When Grandma Rosie passed I found her holiday recipe book in my mother’s kitchen. One of the first recipes has an instruction of “crack 40 eggs.” I thought that was hilarious. It’s like a book if you’re cooking for an army. But I furiously searched those pages for her potatoes asking myself the whole time the pages crinkled beneath my fingers why I had never thought to hold her shaky hands and learn about her yesterdays through food.
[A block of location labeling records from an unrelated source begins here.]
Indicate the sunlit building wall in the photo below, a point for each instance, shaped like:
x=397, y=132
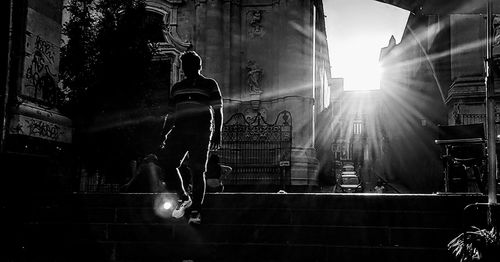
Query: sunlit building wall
x=415, y=86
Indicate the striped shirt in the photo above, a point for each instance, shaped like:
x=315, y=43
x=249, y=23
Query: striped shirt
x=193, y=98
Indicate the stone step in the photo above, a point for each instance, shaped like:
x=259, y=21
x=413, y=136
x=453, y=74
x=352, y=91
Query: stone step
x=236, y=227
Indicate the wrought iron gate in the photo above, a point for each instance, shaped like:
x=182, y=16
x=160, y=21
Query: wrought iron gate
x=258, y=152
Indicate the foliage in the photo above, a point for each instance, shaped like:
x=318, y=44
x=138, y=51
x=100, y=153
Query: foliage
x=106, y=76
x=472, y=245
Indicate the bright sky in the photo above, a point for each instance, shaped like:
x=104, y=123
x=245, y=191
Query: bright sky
x=356, y=31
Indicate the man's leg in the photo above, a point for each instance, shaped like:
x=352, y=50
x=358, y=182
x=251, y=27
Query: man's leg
x=198, y=155
x=171, y=157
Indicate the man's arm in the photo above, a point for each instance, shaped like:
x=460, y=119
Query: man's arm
x=168, y=120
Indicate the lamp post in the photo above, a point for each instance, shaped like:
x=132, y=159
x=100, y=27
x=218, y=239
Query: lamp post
x=490, y=109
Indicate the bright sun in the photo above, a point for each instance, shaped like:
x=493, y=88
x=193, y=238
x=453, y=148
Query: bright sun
x=361, y=71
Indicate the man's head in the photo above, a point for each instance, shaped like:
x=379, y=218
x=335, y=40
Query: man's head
x=191, y=63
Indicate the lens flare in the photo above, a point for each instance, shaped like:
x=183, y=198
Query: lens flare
x=164, y=204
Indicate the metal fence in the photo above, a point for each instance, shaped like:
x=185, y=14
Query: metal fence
x=258, y=152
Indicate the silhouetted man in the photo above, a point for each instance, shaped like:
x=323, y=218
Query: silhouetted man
x=195, y=107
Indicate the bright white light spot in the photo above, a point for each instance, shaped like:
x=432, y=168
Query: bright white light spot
x=360, y=69
x=167, y=205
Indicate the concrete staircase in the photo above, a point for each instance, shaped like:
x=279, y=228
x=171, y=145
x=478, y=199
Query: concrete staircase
x=236, y=227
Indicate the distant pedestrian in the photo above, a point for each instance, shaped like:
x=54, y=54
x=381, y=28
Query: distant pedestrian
x=379, y=187
x=193, y=125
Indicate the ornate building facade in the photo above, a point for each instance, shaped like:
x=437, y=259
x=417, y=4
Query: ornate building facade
x=434, y=76
x=267, y=55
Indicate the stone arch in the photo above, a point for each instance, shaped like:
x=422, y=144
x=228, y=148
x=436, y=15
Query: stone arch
x=173, y=46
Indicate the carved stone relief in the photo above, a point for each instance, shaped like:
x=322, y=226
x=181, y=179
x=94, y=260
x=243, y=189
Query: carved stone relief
x=496, y=35
x=254, y=77
x=174, y=45
x=251, y=113
x=456, y=114
x=496, y=30
x=255, y=28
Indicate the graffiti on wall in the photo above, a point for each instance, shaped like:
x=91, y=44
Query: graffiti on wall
x=41, y=73
x=24, y=125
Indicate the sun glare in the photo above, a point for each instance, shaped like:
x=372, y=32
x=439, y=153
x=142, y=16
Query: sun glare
x=363, y=77
x=361, y=70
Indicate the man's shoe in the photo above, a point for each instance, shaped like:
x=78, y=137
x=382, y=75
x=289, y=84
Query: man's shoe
x=195, y=218
x=181, y=208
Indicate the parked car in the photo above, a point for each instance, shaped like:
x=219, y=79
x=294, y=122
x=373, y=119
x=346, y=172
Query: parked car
x=350, y=183
x=348, y=180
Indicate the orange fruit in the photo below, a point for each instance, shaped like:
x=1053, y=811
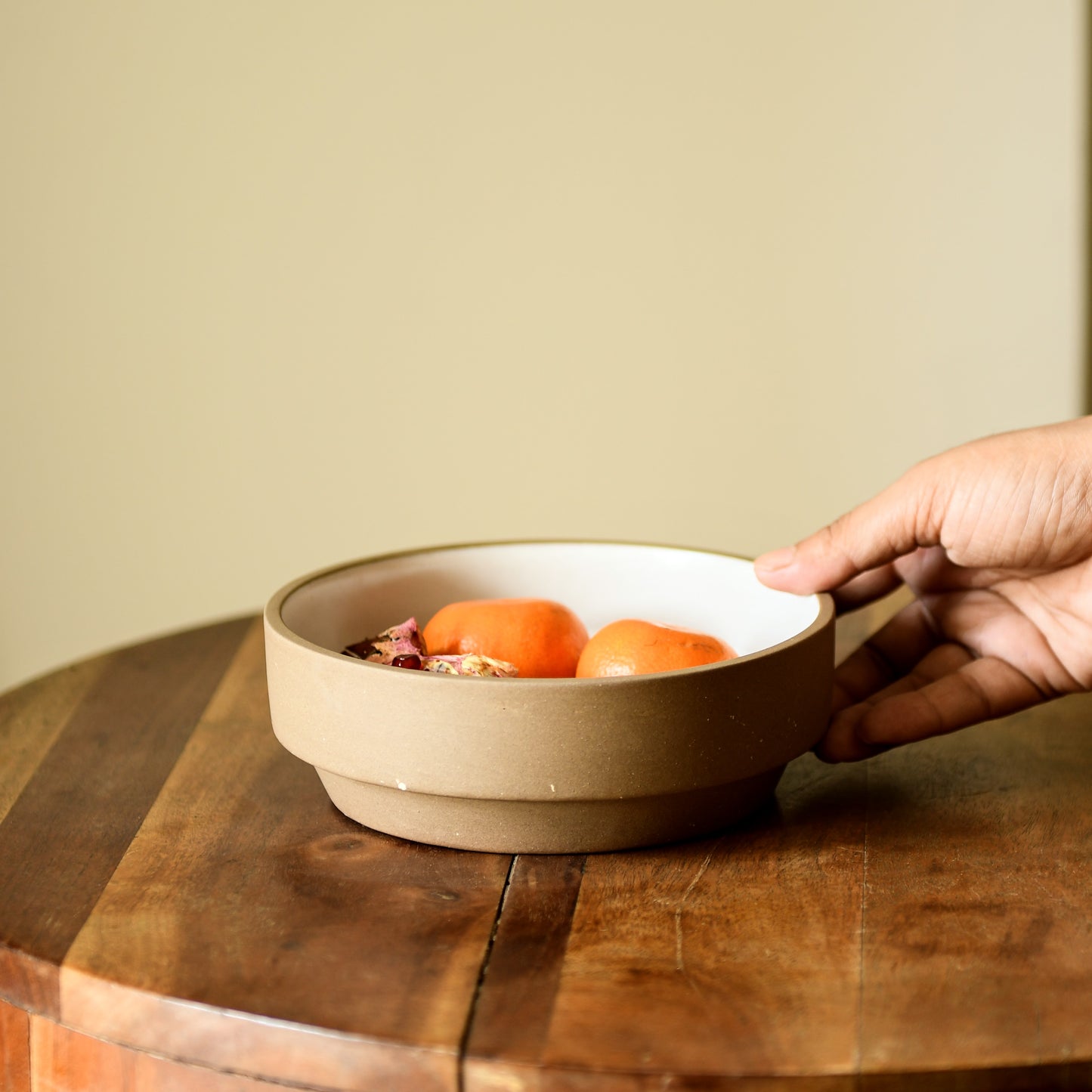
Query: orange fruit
x=631, y=647
x=542, y=638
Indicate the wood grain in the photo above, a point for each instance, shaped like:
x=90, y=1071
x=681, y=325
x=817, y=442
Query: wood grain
x=515, y=1003
x=14, y=1050
x=979, y=942
x=247, y=892
x=175, y=883
x=64, y=834
x=67, y=1062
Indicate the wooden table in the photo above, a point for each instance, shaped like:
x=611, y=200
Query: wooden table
x=183, y=908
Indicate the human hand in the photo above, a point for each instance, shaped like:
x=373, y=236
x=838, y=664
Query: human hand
x=995, y=540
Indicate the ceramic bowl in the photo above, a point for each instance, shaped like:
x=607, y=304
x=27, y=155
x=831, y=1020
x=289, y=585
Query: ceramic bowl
x=549, y=766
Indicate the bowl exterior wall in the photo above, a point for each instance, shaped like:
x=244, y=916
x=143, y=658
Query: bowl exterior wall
x=551, y=739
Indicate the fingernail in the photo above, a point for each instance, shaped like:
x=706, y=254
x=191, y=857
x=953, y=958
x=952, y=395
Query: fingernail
x=777, y=559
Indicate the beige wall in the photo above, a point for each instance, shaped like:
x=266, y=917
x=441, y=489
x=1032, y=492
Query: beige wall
x=283, y=284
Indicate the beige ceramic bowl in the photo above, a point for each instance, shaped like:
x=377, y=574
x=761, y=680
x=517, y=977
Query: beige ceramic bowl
x=549, y=766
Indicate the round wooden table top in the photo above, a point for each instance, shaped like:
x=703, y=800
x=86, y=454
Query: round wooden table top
x=181, y=907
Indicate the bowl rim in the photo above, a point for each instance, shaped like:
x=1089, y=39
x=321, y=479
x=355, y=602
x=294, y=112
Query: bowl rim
x=274, y=620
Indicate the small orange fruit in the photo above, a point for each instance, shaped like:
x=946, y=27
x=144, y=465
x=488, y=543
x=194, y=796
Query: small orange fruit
x=630, y=647
x=542, y=638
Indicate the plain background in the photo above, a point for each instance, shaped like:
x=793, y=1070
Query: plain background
x=284, y=284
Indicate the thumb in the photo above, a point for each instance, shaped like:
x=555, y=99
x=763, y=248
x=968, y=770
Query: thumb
x=893, y=523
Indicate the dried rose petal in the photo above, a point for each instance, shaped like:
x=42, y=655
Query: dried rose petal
x=470, y=664
x=403, y=640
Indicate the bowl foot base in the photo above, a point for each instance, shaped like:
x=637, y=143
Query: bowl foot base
x=549, y=826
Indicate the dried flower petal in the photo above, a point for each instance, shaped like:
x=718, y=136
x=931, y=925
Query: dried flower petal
x=403, y=640
x=470, y=664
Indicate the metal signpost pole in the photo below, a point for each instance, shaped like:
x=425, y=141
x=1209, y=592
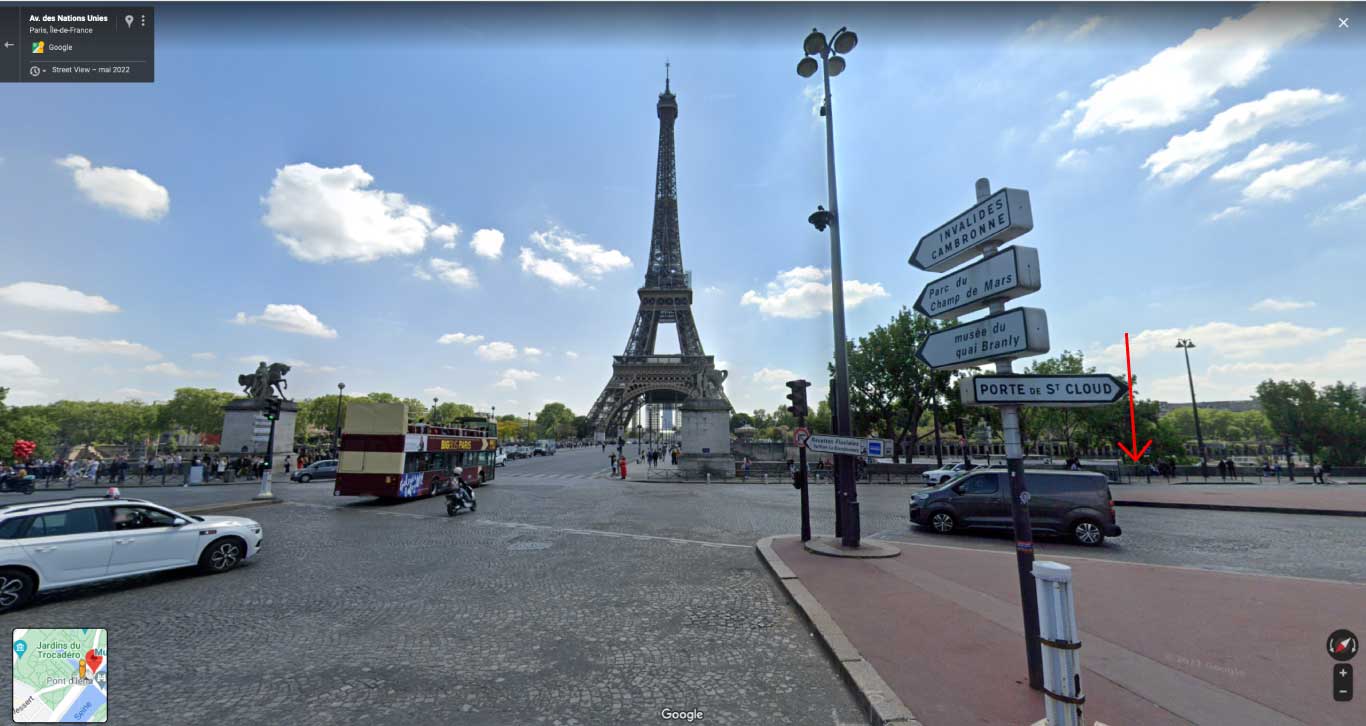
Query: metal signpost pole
x=1019, y=509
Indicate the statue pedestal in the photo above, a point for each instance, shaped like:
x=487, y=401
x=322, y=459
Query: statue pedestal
x=246, y=429
x=706, y=439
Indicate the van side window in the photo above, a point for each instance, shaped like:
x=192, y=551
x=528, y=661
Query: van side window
x=981, y=484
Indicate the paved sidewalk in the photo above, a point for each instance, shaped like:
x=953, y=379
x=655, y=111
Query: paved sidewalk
x=1286, y=498
x=941, y=626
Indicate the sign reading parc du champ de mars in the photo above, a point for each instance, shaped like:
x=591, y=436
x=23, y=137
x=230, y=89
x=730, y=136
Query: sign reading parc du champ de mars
x=1000, y=218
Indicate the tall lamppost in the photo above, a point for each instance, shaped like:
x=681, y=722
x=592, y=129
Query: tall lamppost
x=336, y=434
x=1186, y=345
x=832, y=63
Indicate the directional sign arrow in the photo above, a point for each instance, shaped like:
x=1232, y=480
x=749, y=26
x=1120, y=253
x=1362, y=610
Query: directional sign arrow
x=1038, y=390
x=1000, y=218
x=1014, y=334
x=1006, y=275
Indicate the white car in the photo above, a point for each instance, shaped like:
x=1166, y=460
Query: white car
x=90, y=539
x=939, y=476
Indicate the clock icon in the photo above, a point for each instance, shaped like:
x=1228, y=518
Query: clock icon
x=1343, y=646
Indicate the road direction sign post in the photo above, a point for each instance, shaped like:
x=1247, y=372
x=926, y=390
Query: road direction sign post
x=1051, y=391
x=1003, y=276
x=995, y=219
x=1001, y=335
Why had I not thought to chronicle for my own daughter, named after her, the first steps my Grandmother took to survive in a world filled with Pogroms?
My Grandmother began each Passover holiday with a greasy finger. I understand now why it was this holiday she cooked for. It was the lesson of Passover she wished to pass down. The book we use on Passover is called the Haggadah. It is the story of the Jews’ exodus from Egypt. It says “We were once slaves in Egypt…” But the lesson is that we can be slaves at any time to anyone, even now. History always repeats itself.
My daughter is Jewish on her mother’s side and Mexican Catholic on her father’s side. We speak Spanish at home, English at my mother’s house and most recently we put Hebrew letter magnets on the fridge. The world is changing. She will face many obstacles and I will lead her back to the lessons of the Passover seder. I will teach her the Jewish proverb that says, “I ask not for a lighter burden, but for broader shoulders.”
I’m about to leave the house to finish the rest of the shopping before the big day. I look to my menu I made on white loose-leaf: parsley, hard-boiled eggs, gefilte fish, matzah ball soup, brisket, Grandma’s potatoes.